小倉百人一首に採られた歌なので、記憶の底にあるという人も多いと思う。古文を読める人なら意味はすぐに分かるだろうが、ここではあえて現代語訳を書かずにおきたい。以前、笠嶋さんから聞いた解説の中に「書には景観がある」という言葉があり、書かれた文字の意味よりも先に風景として書を楽しむことから始めたいからだ。

 さてこの作品の「景観」はどうだろうか。詠み人の名を書いた漢字に始まる右側部分は文字が太く、主張が強い。一方で、真ん中より左のひらがなが連なる部分は、実に流れが軽やかだ。何とリズム感のある表現なのだろうと思う。ひらがなの中にある「人」という文字の大胆な造形は、書であることを離れ、絵になろうとしているようにも見える。全体としては優美。その中で、極めて変化に富んだ画面が創出されている。

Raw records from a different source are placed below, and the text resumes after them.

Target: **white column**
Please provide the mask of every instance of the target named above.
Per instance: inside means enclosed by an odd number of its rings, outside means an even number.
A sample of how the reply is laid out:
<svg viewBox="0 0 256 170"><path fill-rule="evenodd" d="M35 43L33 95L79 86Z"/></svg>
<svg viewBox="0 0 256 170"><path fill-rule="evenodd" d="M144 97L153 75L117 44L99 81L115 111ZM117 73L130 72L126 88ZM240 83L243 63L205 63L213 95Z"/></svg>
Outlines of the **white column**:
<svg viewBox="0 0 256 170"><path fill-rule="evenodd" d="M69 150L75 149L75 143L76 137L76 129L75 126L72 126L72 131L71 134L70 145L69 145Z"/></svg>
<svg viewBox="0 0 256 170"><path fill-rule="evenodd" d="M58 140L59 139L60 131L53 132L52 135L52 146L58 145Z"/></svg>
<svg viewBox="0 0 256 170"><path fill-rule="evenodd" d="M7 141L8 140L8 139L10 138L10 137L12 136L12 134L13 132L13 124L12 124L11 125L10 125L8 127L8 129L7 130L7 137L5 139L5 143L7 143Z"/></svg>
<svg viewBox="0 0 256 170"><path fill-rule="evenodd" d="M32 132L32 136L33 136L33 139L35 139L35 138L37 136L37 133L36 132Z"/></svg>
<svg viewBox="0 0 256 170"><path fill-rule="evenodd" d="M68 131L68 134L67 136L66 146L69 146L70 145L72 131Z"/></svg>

 漢字とひらがなが混じった文章を記すようになったからこそ、独自の展開を見せたのが「和様の書」と呼ばれるスタイルだ。ひらがなはそれだけで独自の世界を作ったのではない。漢字の書き方にまで影響を与え、日本独特の柔らかな表現の世界を、早くも平安時代から創出していたのだ。昭乗のこの作品も、その系譜上にある。

 実はこの作品が展示されているのは、展覧会では6番目の章にあたる「流転する流儀」と題された一画だった。いわば平安時代以来の伝統が熟した桃山から江戸初期の文化の中で花開いたのが昭乗の表現だったわけだ。

 俵屋宗達とのコラボレーションで知られる本阿弥光悦が活躍したのもこの時期だ。同じ一画に展示されている光悦の「蓮下絵百人一首和歌巻断簡」を見ても、表現が熟していることはとてもよく分かる。墨の濃淡がもたらすアクセントと動き、続け字やくずし字がもたらす変化や流れのありようは、穏やかな天候の下でなだらかな山が連なる山脈の稜線のシルエットでも見るときに感じるような、優美な「景観」をなしている。